1858 Sir William Herschel, a British Administrator in Bengal, makes the first practical application of fingerprints for personal identification when he requires Indians to place their fingerprints as well as their signatures on contracts.
1880 Dr Henry Faulds, a doctor working in Tokyo, looks at the possibility of fingerprint science identifying criminals by the fingerprints left at the crime scene using printer's ink.
1892 Juan Vucetich, a police officer in Argentina, makes the first fingerprint identification from a crime scene, and opens the first fingerprint bureau in the world.
1892 English scientist Sir Francis Galton publishes an accurate and in-depth study of the fingerprint science, including an attempt at a system of fingerprint classification for large collections of fingerprints.
1897 Sir Edward Henry, Inspector General of Police in Bengal and later Commissioner of London's Metropolitan Police, with the assistance of two Bengali Police Officers, devises a simplified fingerprint classification system for police use and introduces it in India. The Henry system is the basis of most fingerprint systems in the English-speaking world.

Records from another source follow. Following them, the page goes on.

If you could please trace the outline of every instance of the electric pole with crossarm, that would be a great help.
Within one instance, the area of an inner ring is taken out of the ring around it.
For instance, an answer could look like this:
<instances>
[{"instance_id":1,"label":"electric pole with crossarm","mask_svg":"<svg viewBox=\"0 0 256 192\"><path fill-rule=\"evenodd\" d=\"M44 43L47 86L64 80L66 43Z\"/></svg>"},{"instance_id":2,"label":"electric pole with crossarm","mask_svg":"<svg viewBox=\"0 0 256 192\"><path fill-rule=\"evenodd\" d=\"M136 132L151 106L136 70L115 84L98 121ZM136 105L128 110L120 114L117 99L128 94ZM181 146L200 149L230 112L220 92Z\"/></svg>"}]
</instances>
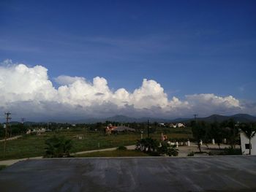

1901 The Fingerprint Bureau is formed at New Scotland Yard.
1902 In Australia, Sam McCauley begins fingerprinting in NSW prisons and establishes a Fingerprint Bureau at Darlinghurst Gaol.
1903 NSW establishes the first State fingerprint bureau, followed by Victoria (1903), Queensland and South Australia (1904), Tasmania (1912), Western Australia (1928), the Northern Territory (1957) and the ACT (1967). In 1980 the Australian Federal Police incorporate the ACT fingerprint bureau.
1941 The NSW Fingerprint Bureau becomes the Central Fingerprint Bureau of Australia, a jointly-funded national fingerprint support service.
1957 The chemical Ninhydrin is used for the first time to develop fingerprints left on paper.
1986 The Central Fingerprint Bureau of Australia is replaced by the National Automated Fingerprint Identification System (NAFIS), a computerised national database based on scanning original ink fingerprints.
2001 An enhanced National Automated Fingerprint Identification System is established. The system commences operations with 2.4 million 'ten print' records, covering 24 million individual fingerprints and 4.8 million palm prints, and 180,000 latent prints from unsolved crime scenes.
2009 Introduction of handheld, portable identification devices to allow police on the street to capture and process fingerprints taken from suspects they have arrested.
2010 Major upgrade to the National Automated Fingerprint Identification System to offer improved searching accuracy and greater end user functionality.